Дядя Пиня сердито фыркнул:
- Каждый должен быть на своём месте, Мариам.
- Тогда почему ты считаешь, что мы бесимся? Мы там на своем месте, нам оттуда виднее.
- Ах, Мариам, Мариам, ты думаешь, дядя Пиня живёт в глуши? Глушь у вас там, а здесь Рим – чтоб ему провалиться, - но это Р-и-и-им! – дядюшка воздел перст своей отнюдь не тощей десницы и аж качнулся, вытягиваясь вслед за перстом, - поэтому не успеет кто-то пискнуть в Армении, а эхо сейчас же доносит сюда. И те несусветные глупости, которые вы там постоянно изобретаете, тоже молниеносно долетают. А как ты думала?
Дядя Пиня прикрыл глаза и строго продолжил:
- Этот твой непонятно Кто, как ты говоришь, обещал не нарушать и йоты закона. Но, насколько я слышал, Он не то что нарушил, а просто разрушил весь алфавит духовный от «алев» до «тэв». Он прикасался к покойникам и ни разу не очищался после этого...
- Но Ему не нужно было очищение, он же безгрешен, и потом, Он покойников этих воскрешал...
- Безгрешен?! Не доводи меня, Мариам. Ты думаешь, дядя Пиня - полный идиот? Слушаешь бабьи пересуды. Ты-то сама видела этих воскрешенных? Хоть раз ты их видела ? Своими глазами?
- Именно своими я их и видела. И один из них – брат моих подруг. Так что подделка исключена.
- А подруги, думаешь, не могут приврать для красного словца?

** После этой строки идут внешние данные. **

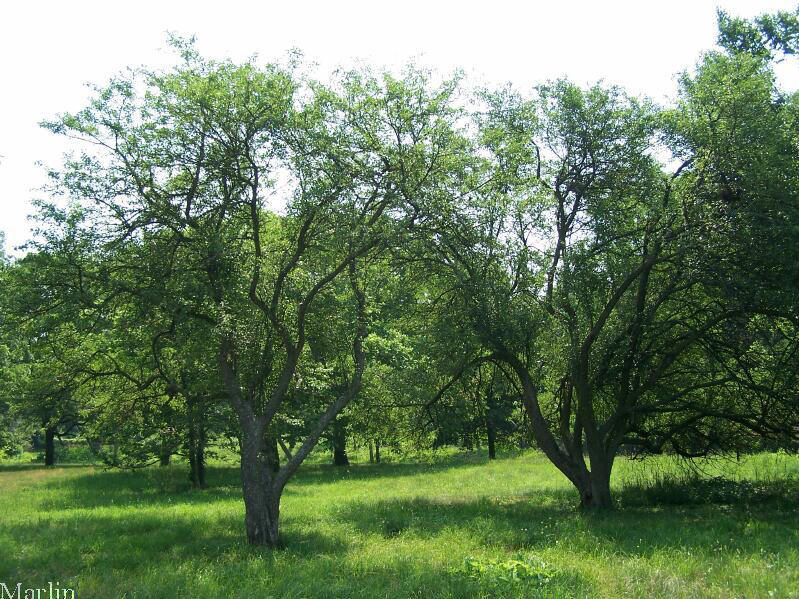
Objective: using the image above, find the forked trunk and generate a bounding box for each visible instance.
[241,438,280,547]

- Зачем? Я же тебе говорю – своими глазами. И еще сто пар глаз на это смотрели – вся деревня. Если будешь в Вифинии под Иерусалимом, спроси любого – каждый расскажет.
Дядя затряс головой:
- Ох, Мариам, дядя Пиня так радовался, когда узнал, что ты выздоровела, а оно вон, видишь, чем обернулось. Спаси и сохрани нас от этого Предвечный, благословен Он. Буйное помешательство перешло в тихое. Я тебя любил, я по дурости учил тебя Закону, да, видимо, женщине это не на пользу. Вон оно как! Знаешь, кому ожившие покойники мерещатся? Эх, говорил я твоему отцу – не связывайся с этим жутким саддукеем. Культура ему нужна была, рисунков на посуде хотелось, комедии ему в Тивериаде подавай, скачки! Доскакался! А бедный ребёнок за это расплачивается.

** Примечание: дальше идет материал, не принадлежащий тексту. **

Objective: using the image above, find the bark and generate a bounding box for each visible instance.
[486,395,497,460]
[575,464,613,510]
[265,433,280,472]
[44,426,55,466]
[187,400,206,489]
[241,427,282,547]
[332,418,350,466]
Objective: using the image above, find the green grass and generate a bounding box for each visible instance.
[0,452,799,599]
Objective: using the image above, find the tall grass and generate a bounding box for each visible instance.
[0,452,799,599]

Мариам улыбнулась, словно детство откуда-то помахало ей рукой, и из этого общего для них доброго далека она сделала ещё одну попытку дотянуться до прежнего дядюшки:
- Дядя Пиня, ты никогда не приходил в наш дом без подарка для меня, хотя бы маленького. Как ты меня жалел, когда нечистые духи не давали мне покоя! И когда все кивали головой в мою сторону и издевались надо мной, ты, ты один защищал меня и молился обо мне. А когда Благословенный Господь освободил меня от мук, когда я стала совершенно здоровой, ты отворачиваешься от меня, из-за того, что «твой великий» передал тебе какие-то сплетни...
- Что значит «передал сплетни», он-то как раз видел и слышал Его лично. И он, в отличие от тебя, раввин и мужчина и нормальный человек.

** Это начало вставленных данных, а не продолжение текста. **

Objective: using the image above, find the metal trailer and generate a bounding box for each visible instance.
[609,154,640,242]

- Сколько он видел – один день? А я три года!
- Мариам, ты всего лишь ребро. После этого разговора я стану не один, а пять раз с утра благодарить Милостивого (да будет благословенно Имя Его) за то, что не создал меня женщиной. А потом скажи, как может порядочная девица шляться за холостым мужчиной?
- Ну, я же была не одна, с ним ходило много женщин...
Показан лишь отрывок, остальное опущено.